If you are running MySQL as a Kubernetes pod or a Docker container, there is a chance you are using CPU quota to limit its resource usage. Which is also typical for cloud environments. But do you know what kind of issues you may see when running MySQL in environments like that?
Experiment
I’ll start MySQL as follows:
BASEDIR=/home/sergei/git/msql/bld/install/usr/local/mysql
systemd-run --scope -p CPUQuota=100% -p AllowedCPUs=0,1,2,3,4,5 \
${BASEDIR}/bin/mysqld --basedir=${BASEDIR} \
--datadir=/dev/shm/data \
--innodb-buffer-pool-size=8G -uroot
Here CPUQuota=100%
and AllowedCPUs=0,1,2,3,4,5
mean that MySQL is allowed to
run on 6 CPUs, but its CPU utilization will be capped at 100% (or 1 vCPU) by the CFS
bandwith control mechanism.
Then I’ll start sysbench
OLTP_UPDATE_INDEX
as follows:
./src/sysbench ./src/lua/oltp_update_index.lua \
--mysql-socket=/tmp/mysql.sock --mysql-user=root \
--tables=10 --table-size=1000000 --threads=64 \
--report-interval=1 --db-ps-mode=disable --time=60 run
The TPS I get is around 3,500:
SQL statistics:
queries performed:
read: 0
write: 207800
other: 0
total: 207800
transactions: 207800 (3462.61 per sec.)
queries: 207800 (3462.61 per sec.)
ignored errors: 0 (0.00 per sec.)
reconnects: 0 (0.00 per sec.)
Throughput:
events/s (eps): 3462.6082
time elapsed: 60.0126s
total number of events: 207800
Latency (ms):
min: 0.12
avg: 18.48
max: 286.17
95th percentile: 82.96
sum: 3840431.03
Threads fairness:
events (avg/stddev): 3246.8750/45.59
execution time (avg/stddev): 60.0067/0.00
I am not quite happy with the performance numbers I get, time for some profiling. Below is the most interesting part of the perf output:
- 21.20% connection mysqld [.] log_write_up_to
log_write_up_to
innobase_flush_logs
plugin_foreach_with_mask
plugin_foreach_with_mask
ha_flush_logs
MYSQL_BIN_LOG::fetch_and_process_flush_stage_queue
MYSQL_BIN_LOG::process_flush_stage_queue
MYSQL_BIN_LOG::ordered_commit
MYSQL_BIN_LOG::commit
ha_commit_trans
trans_commit_stmt
mysql_execute_command
dispatch_sql_command
dispatch_command
do_command
handle_connection
pfs_spawn_thread
start_thread
Problem
We see that 21% of CPU time is spent in the log_write_up_to
function which is called on
commit. We can actually annotate this function to see what exactly this time is
spent on:
Percent│
│ if (condition(wait)) {
│ return (Wait_stats{waits});
│ }
│
│ if (!wait) {
0.46 │352: test %r13,%r13
│ ↓ je 518
│ /* It's still spin-delay loop. */
│ --spins_limit;
│ sub $0x1,%r13
│
│ UT_RELAX_CPU();
96.30 │ pause
│ const int64_t sig_count = !wait ? 0 : os_event_reset(event);
0.36 │361: movq $0x0,-0x98(%rbp)
│ test %r13,%r13
│ ↓ je 582
│ std::__uniq_ptr_impl<Log_test, std::default_delete<Log_test> >::_M_ptr() const:
│375: lea log_test,%rax
0.34 │ mov (%rax),%r8
│ operator()():
│ LOG_SYNC_POINT("log_wait_for_flush_before_flushed_to_disk_lsn");
│ test %r8,%r8
│ mov %r8,-0x90(%rbp)
│ ↓ je 423
The answer is simple - MySQL is spinning 21% of its CPU time.

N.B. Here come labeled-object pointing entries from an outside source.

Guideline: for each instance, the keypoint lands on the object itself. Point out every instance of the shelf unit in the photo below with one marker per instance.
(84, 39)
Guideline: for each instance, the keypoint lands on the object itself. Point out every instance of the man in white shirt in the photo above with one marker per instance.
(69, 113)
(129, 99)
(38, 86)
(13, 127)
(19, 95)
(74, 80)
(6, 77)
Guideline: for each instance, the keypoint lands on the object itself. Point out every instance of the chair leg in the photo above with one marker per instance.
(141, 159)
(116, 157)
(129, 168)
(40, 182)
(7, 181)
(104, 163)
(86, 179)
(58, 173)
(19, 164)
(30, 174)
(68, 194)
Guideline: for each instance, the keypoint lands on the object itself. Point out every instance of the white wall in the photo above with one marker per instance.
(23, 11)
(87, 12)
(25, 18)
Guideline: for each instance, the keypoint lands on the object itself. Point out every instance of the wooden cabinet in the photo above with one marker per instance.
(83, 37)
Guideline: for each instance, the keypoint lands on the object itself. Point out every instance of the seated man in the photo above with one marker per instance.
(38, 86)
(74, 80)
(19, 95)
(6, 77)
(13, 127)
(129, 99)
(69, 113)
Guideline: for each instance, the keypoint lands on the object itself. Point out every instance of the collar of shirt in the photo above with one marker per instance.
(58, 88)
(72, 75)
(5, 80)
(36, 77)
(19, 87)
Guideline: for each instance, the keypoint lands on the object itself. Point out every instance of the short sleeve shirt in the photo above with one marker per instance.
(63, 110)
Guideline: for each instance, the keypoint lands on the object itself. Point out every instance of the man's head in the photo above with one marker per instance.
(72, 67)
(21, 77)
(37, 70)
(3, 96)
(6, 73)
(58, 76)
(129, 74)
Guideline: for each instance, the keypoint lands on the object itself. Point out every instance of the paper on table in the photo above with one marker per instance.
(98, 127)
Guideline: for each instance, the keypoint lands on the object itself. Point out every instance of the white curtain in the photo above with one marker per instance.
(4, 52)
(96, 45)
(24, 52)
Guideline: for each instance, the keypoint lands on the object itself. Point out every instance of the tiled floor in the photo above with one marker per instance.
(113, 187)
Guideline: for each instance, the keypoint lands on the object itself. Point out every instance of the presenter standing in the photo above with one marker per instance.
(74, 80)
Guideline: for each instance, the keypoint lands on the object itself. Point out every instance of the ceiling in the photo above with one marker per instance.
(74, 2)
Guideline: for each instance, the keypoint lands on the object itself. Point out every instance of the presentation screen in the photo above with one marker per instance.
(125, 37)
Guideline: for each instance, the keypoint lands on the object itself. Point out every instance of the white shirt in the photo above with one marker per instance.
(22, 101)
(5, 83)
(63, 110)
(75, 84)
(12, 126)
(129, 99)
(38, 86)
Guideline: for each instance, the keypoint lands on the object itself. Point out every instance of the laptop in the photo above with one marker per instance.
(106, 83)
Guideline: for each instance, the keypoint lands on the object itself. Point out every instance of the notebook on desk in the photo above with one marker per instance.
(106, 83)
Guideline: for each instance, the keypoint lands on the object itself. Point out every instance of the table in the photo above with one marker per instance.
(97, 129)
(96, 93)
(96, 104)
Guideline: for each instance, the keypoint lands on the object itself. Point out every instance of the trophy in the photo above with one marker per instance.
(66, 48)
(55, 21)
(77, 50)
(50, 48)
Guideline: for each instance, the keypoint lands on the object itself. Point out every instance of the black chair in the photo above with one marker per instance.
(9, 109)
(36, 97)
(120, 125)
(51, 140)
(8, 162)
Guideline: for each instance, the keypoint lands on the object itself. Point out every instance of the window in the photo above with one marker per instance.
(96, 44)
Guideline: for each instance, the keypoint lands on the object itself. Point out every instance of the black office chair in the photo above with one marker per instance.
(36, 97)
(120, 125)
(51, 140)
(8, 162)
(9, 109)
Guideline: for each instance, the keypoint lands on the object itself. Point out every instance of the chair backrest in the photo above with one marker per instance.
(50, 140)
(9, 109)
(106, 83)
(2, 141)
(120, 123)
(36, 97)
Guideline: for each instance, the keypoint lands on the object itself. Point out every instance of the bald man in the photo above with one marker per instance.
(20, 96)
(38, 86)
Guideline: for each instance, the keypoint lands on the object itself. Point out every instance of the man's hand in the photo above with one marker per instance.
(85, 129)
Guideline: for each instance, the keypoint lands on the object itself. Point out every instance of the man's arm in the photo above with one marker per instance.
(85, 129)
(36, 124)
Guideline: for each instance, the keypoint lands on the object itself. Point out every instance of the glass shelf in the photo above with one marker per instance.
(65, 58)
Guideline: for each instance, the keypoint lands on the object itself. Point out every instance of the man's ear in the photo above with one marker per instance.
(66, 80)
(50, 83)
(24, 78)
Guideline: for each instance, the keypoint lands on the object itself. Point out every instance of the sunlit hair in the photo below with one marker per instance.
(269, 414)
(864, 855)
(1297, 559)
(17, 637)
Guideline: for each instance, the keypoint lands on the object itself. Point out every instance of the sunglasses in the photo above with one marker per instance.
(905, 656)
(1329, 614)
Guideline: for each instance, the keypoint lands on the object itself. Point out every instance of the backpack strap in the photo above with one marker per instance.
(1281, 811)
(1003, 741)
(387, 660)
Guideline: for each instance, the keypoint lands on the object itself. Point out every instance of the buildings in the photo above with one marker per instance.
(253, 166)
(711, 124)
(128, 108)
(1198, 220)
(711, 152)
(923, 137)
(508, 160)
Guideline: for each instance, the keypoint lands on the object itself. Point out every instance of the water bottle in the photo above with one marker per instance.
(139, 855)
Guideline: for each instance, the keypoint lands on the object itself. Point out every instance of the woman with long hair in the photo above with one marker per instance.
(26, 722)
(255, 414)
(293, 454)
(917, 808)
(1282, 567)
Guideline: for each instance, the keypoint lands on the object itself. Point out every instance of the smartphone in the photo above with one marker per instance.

Let me give you some background. MySQL 8.0 comes with a redesigned redo logging
subsystem. There is now a dedicated redo log writer thread which writes data from
the redo log buffer to disk and a dedicated redo log flusher thread which calls
fsync()
on the log files.
A client thread committing a transaction now simply writes to the redo log
buffer, updates the lock-free log.recent_written
Link_buf
structure with the
LSN
it has written up to, and the waits for log.flushed_to_disk_lsn
(or
log.write_lsn
depending on the innodb_log_flush_at_trx_commit
setting) to bypass
the written LSN
.
How is that waiting implemented? There are two arrays of conditional variables,
2048 elements each (there’s actually a setting which is hidden under the
ENABLE_EXPERIMENT_SYSVARS
compiler define, one could enable it, rebuild and
play with that setting) - log.write_events
and log.flush_events
. There are
also two notifier threads: log_write_notifier
and log_flush_notifier
which
fire up corresponding conditional variables when redo log block gets written or
flushed.
This scheme works fine, but there are some issues with it. Lets consider we have
a single client thread which committed a short transaction. It now has to wait
on a conditional variable to be signaled by log_flush_notifier
which is costly
in terms of latency. It is much better to spin-wait for log.flush_lsn
for a while
and, in case the redo log gets flushed soon, return to the client without waiting on
the conditional variable. It will save us some latency on syscalls and context switching.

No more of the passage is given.